5. The method of preparing the time-resolved fluorescence and chromogenic dual-signal immunochromatographic test strip for estrogen of claim 3 wherein in the step (iv), the T zone is dripped with a 5-20 mM PBS solution containing 0.5-5 mg/mL E-BSA-PLPs, and the C zone is dripped with a 5-20 mM PBS solution containing 0.05-0.5 mg/mL secondary antibody.

6. The method of preparing the time-resolved fluorescence and chromogenicdual-signal immunochromatographic test strip for estrogen of claim 3 wherein in the step (ii), E-BSA is synthesized by the estrogen carboxymethyl ether (E-CME) and BSA with the active ester method, and in the step (iii), the PLPs and carboxyl-ethyl-silanetriol sodium salt (CES) are subjected to a condensation reaction to obtain carboxyl-modified PLPs.

7. A detection device for detecting estrogen comprising a test strip and an estrogen monoclonal antibody modified colloidal gold, that is, CG-mAb, and the test strip is the time-resolved fluorescence and chromogenic dual-signal immunochromatographic test strip for estrogen of claim 1 or 2, or test strips prepared by the method of any one of claims 3-6, and the detection device uses E-BSA-PLPs complex on the test strip as fluorescent donors and CG-mAb as fluorescent acceptors.
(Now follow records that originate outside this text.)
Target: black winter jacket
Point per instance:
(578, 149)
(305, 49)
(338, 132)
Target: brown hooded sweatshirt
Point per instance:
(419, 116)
8. The detection device for estrogen of claim 7 wherein the C zone is used as a reference for verifying the validity of the test strip, and it always shows red and no fluorescence; the time-resolved fluorescence intensity of the T zone is positively correlated with the estrogen content in the sample, and the chromogenic intensity is negatively correlated with the estrogen content in the sample, specifically,

when the sample does not contain estrogen, the T zone becomes red, and the fluorescence is quenched;

when the sample contains estrogen, the T zone appears light red or even colorless, and the fluorescence shows up.

9. The detection device for estrogen of claim 7 wherein the application method of the detection device is as follows: put the sample to be tested and the CG-mAb in the running buffer and mix for 3-10 min, put the test strip into the mixture and read the chromogenic result in 15-30 min; the running buffer is 8-15 mmol/L of which pH is 6.5-8.0, containing 5-15% sucrose, 6-10% BSA, 0.15-0.30% Tween-20, and the buffer comprises phosphate buffer, borate buffer, and carbonate buffer;

after the chromogenic detection is completed, place the test strip under the ultraviolet light to excite, use the fluorescent image acquisition device to obtain the fluorescent images before and after the ultraviolet light source is turned off, and read the fluorescent results.

10. The detection device for estrogen of claim 9 wherein the fluorescence image acquisition device comprises a smart phone, and the smart phone obtains fluorescence images before and after the ultraviolet light source is turned off in a continuous shooting mode and obtains time-resolved fluorescence photos.